Response of hydrological systems to the intensity of ecological engineering

Abstract

The rapid global construction of ecological engineering has had an important impact on hydrological processes, especially in China. However, previous studies have largely regarded the hydrological system as a “black box” and have formed conclusions by comparing changes before and after ecological engineering; additionally, managers have assumed that the intensity of ecological engineering (IEE) is proportional to the hydrological system effect. The influence processes and mechanisms of the IEE on hydrological systems are unclear. Here, the source region of the Yangtze River (SRYR) in China was adopted as the empirical research area. Based on various data, such as DEM, soil, land use and climate data from 1980 to 1987 and 2004–2015, a Soil and Water Assessment Tool (SWAT) model was constructed, and the response of the hydrological system to the IEE was quantitatively explored. The results showed that the IEE generally displayed an increasing trend, increasing from 10.209 in 2005 to 10.649 in 2015. There was no linear relationship between the IEE and hydrological effects, and the hydrological effects did not increase with increasing IEE but did exhibit obvious stages.
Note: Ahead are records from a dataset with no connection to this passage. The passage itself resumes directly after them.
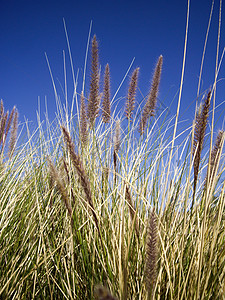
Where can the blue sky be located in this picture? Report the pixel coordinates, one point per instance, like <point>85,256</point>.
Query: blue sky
<point>124,29</point>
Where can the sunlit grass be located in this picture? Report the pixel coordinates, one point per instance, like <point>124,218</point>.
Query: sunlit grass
<point>112,215</point>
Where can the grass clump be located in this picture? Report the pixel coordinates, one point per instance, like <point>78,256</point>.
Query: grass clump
<point>98,208</point>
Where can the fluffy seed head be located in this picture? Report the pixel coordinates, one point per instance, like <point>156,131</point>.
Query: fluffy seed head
<point>106,109</point>
<point>131,94</point>
<point>150,106</point>
<point>93,104</point>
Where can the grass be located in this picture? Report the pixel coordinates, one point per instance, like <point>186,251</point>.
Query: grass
<point>99,207</point>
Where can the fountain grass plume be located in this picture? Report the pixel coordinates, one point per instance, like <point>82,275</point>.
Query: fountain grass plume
<point>93,101</point>
<point>131,94</point>
<point>199,136</point>
<point>81,173</point>
<point>106,106</point>
<point>151,254</point>
<point>150,105</point>
<point>83,121</point>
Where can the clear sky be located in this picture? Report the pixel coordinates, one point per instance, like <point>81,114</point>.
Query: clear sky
<point>125,29</point>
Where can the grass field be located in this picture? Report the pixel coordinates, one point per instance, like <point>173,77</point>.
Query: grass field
<point>98,206</point>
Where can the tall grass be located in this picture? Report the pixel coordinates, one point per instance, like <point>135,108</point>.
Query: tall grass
<point>98,207</point>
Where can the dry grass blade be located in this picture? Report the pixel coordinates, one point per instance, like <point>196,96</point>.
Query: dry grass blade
<point>150,106</point>
<point>151,254</point>
<point>81,173</point>
<point>83,121</point>
<point>55,176</point>
<point>132,210</point>
<point>93,104</point>
<point>131,94</point>
<point>102,293</point>
<point>215,156</point>
<point>106,109</point>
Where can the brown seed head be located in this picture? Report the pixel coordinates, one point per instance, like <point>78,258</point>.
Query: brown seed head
<point>131,94</point>
<point>93,104</point>
<point>150,106</point>
<point>106,110</point>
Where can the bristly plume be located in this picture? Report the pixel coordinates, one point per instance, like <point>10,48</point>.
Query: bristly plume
<point>132,210</point>
<point>83,121</point>
<point>150,105</point>
<point>13,134</point>
<point>131,94</point>
<point>106,109</point>
<point>102,293</point>
<point>151,254</point>
<point>93,101</point>
<point>199,135</point>
<point>215,156</point>
<point>116,142</point>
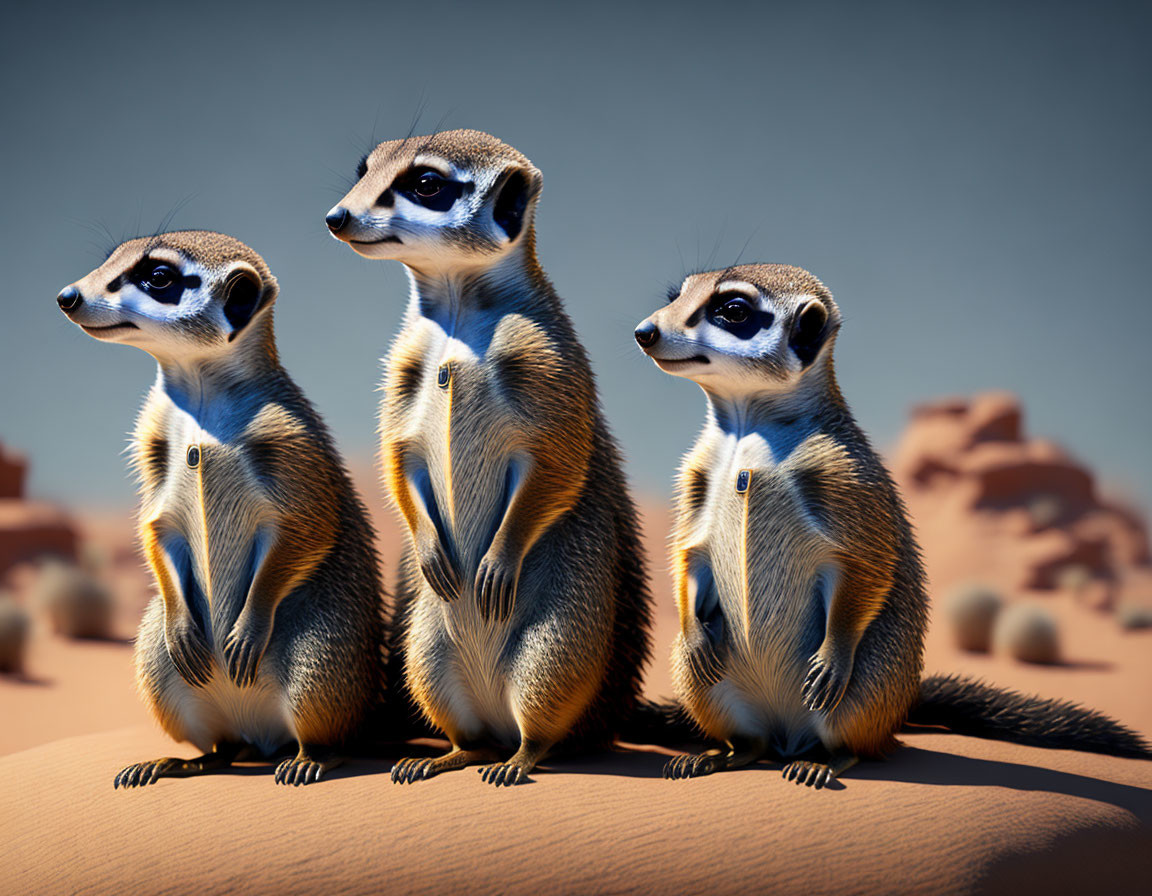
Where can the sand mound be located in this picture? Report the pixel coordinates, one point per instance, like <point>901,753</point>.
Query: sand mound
<point>947,814</point>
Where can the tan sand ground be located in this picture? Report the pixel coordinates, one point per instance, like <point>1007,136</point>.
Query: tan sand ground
<point>946,813</point>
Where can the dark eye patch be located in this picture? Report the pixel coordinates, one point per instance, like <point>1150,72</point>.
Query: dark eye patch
<point>737,314</point>
<point>161,281</point>
<point>430,188</point>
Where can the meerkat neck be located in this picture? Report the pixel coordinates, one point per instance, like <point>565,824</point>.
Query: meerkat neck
<point>202,381</point>
<point>744,411</point>
<point>442,293</point>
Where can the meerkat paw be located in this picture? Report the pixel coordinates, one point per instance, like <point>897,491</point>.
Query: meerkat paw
<point>503,774</point>
<point>243,648</point>
<point>817,775</point>
<point>825,684</point>
<point>812,774</point>
<point>495,586</point>
<point>189,653</point>
<point>142,774</point>
<point>694,765</point>
<point>307,767</point>
<point>410,771</point>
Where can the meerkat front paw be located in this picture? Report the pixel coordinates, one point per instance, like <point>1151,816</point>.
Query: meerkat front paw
<point>495,585</point>
<point>812,774</point>
<point>437,568</point>
<point>189,652</point>
<point>244,647</point>
<point>694,765</point>
<point>826,682</point>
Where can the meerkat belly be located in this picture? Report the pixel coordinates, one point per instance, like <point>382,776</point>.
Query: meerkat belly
<point>217,519</point>
<point>464,427</point>
<point>771,567</point>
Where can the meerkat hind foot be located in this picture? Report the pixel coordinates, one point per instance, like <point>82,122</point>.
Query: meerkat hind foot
<point>141,774</point>
<point>308,766</point>
<point>410,771</point>
<point>697,765</point>
<point>515,769</point>
<point>817,775</point>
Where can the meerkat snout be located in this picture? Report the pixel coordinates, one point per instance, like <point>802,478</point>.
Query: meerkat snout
<point>336,219</point>
<point>69,300</point>
<point>646,334</point>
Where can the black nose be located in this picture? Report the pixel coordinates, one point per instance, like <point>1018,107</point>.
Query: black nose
<point>69,300</point>
<point>336,219</point>
<point>646,334</point>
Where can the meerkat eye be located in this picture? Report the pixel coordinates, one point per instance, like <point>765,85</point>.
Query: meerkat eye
<point>161,281</point>
<point>734,311</point>
<point>429,184</point>
<point>161,276</point>
<point>430,189</point>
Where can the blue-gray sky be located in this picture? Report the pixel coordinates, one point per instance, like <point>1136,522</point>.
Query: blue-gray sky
<point>971,181</point>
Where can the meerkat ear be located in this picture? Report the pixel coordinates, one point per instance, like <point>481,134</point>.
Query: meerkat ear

Specifically, the four phases – the lag phase, transition phase, sensitive phase, and adaptive phase – had different hydrological response characteristics, sensitivities, structures, and functions. Based on the feedback of the hydrological system, ecological engineering managers should abandon the incorrect assumption of a linear relationship between the two and realize that there is usually a lag phase in the early implementation of ecological engineering that requires a continuous increase in the IEE. Additionally, managers should choose the appropriate IEE, evaluation nodes and periods and prioritize the most sensitive hydrological variables in different stages based on the evaluation purpose and hydrological response, thereby improving the efficiency of ecological engineering and realizing the original goal of ecological protection and restoration.